When I was a civil servant a member of my staff resigned her post because she was emigrating to Australia. After she had left, it was brought to my attention by HR that she had a deficit of 2 days on her flexi-time record. I was asked was she due any time credits, but I was only able to give her half a day.

As there was no prospect of having her extradited from Australia to work off the 10½ hours due, HR informed me that her shortfall of 1.5 days would be recorded and the overpayment of salary would be recouped from her lump sum when she applied for her pension at some time in the dim and distant future (she would have been in her late 20's when she resigned!)

Presumably, somewhere in my former organisation's archives this is logged as an overpayment of wages; I wonder if Revenue have some similar ex-employees on their list.
 
It’s not unusual for people not to recognise that they’ve been overpaid. I know nurses who didn’t open their payslips in years, I kid you not. Also, most people don’t like owing money to anybody and usually try a repay any overpayment asap.

When I was an unpaid trades union official I’d have no trouble advising that overpayments should be repaid. If there was difficulty involved likewise I’d have no issue with representing such people.
 
In my experience as a former HR manager in the public sector, overpayments that occur are pursued as much as they reasonably can be. I presume this happens in the private sector as well.

The overpayments can be so insignificant (on a weekly or monthly basis) that can easily be unnoticed by the recipient but over years they can amount to a significant sum that can’t reasonably be recouped quickly.

That said, I’ve seen situations where people who’ve unknowingly been overpaid in the public sector have been strong-armed into making the required repayments quickly. Not sure if this should necessarily offer any comfort to those who are otherwise appalled.
 
I know nurses who didn’t open their payslips in years, I kid you not.
But they'd surely recognise consistent overpayments based on what lands in their bank accounts weekly, monthly or fortnightly. I know I would with payments from three sources landing in mine.
 
I think it can be pretty easy for employees to miss an error. I just had a look at a HSE payslip from a few years ago. It had 1 field for basic pay and 5 different variable hourly rates:
  • A-OT T+1/4 STND
  • A-OT T X 2 STND
  • A-OnCall OT 1/2 NCH
  • A-OnCall OT T+1/4 N
  • A-OnCall OT x.60 NC
We were paid a month in arrears and the numbers were different every single month depending on whether we took annual leave, did overtime, on-call patterns, etc. There would also be occasional reimbursement for mileage, courses, exams. Then you would have random pay increments. It was very difficult to keep track of this.

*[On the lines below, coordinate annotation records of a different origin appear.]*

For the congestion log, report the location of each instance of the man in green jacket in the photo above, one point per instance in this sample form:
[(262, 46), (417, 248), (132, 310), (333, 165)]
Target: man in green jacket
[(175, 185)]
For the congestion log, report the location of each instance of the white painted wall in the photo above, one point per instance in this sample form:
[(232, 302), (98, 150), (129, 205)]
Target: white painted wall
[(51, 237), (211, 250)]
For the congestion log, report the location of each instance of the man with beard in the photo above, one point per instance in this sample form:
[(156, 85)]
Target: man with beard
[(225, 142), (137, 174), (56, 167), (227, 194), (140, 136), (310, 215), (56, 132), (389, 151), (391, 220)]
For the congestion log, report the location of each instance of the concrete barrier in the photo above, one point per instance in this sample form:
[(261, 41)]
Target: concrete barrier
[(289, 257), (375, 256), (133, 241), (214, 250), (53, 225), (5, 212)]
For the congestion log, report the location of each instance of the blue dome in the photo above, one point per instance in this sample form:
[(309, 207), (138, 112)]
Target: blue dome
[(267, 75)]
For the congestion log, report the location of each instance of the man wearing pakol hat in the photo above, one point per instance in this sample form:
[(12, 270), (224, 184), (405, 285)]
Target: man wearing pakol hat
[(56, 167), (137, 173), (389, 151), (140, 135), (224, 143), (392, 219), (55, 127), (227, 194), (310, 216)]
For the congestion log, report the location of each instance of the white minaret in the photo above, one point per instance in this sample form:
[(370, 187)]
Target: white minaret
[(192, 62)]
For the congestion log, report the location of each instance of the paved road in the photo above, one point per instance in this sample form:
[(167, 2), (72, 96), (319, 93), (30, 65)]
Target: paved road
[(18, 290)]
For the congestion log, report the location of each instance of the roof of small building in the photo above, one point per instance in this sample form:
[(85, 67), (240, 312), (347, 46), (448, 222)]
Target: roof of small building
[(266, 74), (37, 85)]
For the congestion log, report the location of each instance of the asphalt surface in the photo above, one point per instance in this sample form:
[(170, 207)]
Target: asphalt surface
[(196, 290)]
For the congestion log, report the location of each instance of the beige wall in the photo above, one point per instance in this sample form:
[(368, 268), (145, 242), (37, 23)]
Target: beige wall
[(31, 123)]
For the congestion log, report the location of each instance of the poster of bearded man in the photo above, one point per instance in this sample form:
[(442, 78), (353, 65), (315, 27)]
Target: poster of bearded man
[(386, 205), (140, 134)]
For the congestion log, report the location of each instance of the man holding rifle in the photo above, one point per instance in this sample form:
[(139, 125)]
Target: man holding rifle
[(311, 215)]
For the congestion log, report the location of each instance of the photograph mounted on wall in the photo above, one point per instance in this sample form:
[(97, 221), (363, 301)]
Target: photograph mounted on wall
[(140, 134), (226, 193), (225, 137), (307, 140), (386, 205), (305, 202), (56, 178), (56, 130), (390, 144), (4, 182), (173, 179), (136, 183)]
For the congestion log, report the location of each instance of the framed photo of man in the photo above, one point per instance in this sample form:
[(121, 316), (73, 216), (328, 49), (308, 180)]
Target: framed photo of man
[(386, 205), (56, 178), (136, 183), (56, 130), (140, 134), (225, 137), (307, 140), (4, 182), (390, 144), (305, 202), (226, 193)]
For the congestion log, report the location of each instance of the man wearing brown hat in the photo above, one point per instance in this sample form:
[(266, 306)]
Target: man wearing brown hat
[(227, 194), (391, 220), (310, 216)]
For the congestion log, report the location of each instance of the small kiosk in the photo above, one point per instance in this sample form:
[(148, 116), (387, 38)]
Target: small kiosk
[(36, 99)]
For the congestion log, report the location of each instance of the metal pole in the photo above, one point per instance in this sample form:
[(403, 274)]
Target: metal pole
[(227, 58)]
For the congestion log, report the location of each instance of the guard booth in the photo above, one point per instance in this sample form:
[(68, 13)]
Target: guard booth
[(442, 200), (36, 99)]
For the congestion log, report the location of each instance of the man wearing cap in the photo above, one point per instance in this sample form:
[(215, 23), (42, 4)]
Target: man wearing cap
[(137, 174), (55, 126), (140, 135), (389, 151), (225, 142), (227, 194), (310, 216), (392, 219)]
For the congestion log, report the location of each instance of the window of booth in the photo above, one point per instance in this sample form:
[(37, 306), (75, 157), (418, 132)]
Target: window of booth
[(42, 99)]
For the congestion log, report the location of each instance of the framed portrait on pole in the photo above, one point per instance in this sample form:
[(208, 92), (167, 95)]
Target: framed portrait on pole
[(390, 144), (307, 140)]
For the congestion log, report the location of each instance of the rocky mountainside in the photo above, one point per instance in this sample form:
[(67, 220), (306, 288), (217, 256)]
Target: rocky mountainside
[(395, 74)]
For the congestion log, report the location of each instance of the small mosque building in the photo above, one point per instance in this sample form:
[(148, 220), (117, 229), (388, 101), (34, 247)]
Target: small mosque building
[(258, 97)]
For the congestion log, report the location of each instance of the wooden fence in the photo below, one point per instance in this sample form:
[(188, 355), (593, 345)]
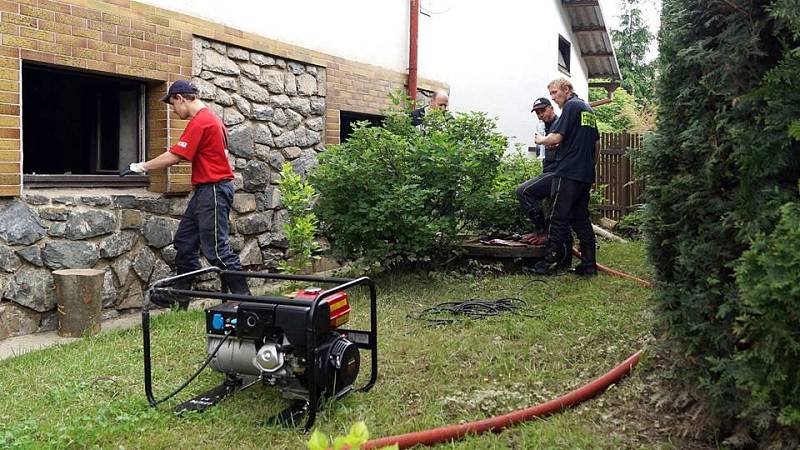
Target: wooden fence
[(615, 173)]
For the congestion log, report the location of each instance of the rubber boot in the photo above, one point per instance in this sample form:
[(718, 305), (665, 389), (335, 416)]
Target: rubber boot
[(235, 284), (588, 265), (566, 261), (554, 254), (538, 221)]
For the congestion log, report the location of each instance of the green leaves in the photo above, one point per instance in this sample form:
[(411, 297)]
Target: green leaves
[(301, 225), (722, 219), (397, 194), (357, 436)]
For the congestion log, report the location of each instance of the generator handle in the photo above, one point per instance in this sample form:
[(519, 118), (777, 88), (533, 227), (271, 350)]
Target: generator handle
[(311, 354), (148, 380)]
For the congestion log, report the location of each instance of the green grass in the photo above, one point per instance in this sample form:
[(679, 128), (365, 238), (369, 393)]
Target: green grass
[(89, 394)]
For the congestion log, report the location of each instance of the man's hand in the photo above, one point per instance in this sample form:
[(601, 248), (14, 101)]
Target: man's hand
[(134, 168)]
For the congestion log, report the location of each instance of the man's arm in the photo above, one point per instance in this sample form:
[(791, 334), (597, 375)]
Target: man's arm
[(161, 161), (550, 140)]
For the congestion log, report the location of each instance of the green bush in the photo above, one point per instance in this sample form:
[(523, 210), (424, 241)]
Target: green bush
[(395, 194), (496, 208), (301, 222), (631, 223), (768, 277), (721, 177)]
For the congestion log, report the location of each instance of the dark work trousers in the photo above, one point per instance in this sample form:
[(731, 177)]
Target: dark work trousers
[(570, 210), (204, 228), (530, 195)]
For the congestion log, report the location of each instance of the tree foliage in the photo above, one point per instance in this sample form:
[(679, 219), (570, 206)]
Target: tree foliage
[(721, 176), (397, 194), (631, 42)]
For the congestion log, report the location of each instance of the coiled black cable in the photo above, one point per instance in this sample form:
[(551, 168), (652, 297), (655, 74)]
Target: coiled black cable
[(475, 308)]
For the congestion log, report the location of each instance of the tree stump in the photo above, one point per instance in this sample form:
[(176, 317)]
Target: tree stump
[(79, 293)]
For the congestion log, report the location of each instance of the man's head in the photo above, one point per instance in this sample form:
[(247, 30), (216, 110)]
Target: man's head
[(182, 95), (440, 100), (543, 109), (560, 90)]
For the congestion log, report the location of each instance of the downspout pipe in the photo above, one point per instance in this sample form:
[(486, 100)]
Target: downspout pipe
[(413, 37), (498, 423)]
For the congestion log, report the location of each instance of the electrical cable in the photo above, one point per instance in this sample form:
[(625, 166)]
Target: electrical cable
[(449, 312), (205, 364)]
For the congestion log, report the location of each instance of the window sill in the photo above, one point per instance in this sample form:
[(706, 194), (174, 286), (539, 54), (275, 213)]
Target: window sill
[(112, 181)]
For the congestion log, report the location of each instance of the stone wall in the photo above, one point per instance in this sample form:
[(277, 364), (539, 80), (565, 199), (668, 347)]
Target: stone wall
[(274, 110)]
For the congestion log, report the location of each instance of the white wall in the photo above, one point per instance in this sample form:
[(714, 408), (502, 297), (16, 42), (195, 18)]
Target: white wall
[(497, 56)]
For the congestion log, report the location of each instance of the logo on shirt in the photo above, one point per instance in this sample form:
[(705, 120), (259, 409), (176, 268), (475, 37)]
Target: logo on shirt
[(588, 119)]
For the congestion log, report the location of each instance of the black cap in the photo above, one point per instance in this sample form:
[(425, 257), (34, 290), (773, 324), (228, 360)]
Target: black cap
[(540, 103), (180, 87)]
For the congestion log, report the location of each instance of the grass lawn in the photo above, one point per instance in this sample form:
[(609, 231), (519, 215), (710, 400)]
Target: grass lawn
[(89, 394)]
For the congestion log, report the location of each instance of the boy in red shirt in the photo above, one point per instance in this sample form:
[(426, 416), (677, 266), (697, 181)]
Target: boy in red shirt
[(204, 225)]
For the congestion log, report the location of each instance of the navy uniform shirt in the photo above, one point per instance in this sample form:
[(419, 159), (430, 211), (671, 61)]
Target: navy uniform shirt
[(549, 163), (575, 155)]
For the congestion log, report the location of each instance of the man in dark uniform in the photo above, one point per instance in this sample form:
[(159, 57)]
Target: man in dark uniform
[(577, 138), (204, 225), (532, 192)]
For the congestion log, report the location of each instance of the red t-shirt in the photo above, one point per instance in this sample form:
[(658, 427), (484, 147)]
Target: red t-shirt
[(203, 143)]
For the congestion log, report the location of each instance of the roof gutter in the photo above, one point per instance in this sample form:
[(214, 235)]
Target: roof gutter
[(412, 49)]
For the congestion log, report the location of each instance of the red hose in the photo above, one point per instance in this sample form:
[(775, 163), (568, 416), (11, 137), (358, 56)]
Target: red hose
[(498, 423), (615, 273)]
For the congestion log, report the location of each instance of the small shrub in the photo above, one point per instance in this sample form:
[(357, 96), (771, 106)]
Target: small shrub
[(301, 224), (497, 207), (630, 225), (395, 194)]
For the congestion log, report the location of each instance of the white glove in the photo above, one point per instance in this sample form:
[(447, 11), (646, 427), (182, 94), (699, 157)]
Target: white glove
[(138, 168)]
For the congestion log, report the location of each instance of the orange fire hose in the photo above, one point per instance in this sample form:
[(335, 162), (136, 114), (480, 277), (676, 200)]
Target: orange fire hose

We were regularly underpaid. In one hospital it was almost every payslip, eventually most of us gave up checking because the process to query it was exhausting.

I was only ever overpaid once, it was about a week of pay. I alerted them and their response was to send me an extremely aggressive email that read like a solicitor's letter written by someone on mind-altering substances, including "YOU MUST REPAY THIS MONEY URGENTLY" in all caps. They then proceeded to dock my entire next month's pay without telling me, bearing in mind that I only owed them 1 week of pay. I went to the union, they were very helpful and got it sorted, but it was like a Kafka play.
 
I can state with some degree of confidence that most of those payment types would not apply to staff In Revenue, nor would Revenue Payroll be quite as chaotic as the Health Boards/HSE! :)
 
Revenue Payroll be quite as chaotic as the Health Boards/HSE!
That reminds me of that great quote from joseph Heller, author of Catch 22. A few years after it was published an interviewer opined that he hadn't written anything as good since Catch 22. His reply was "I know, but who has?".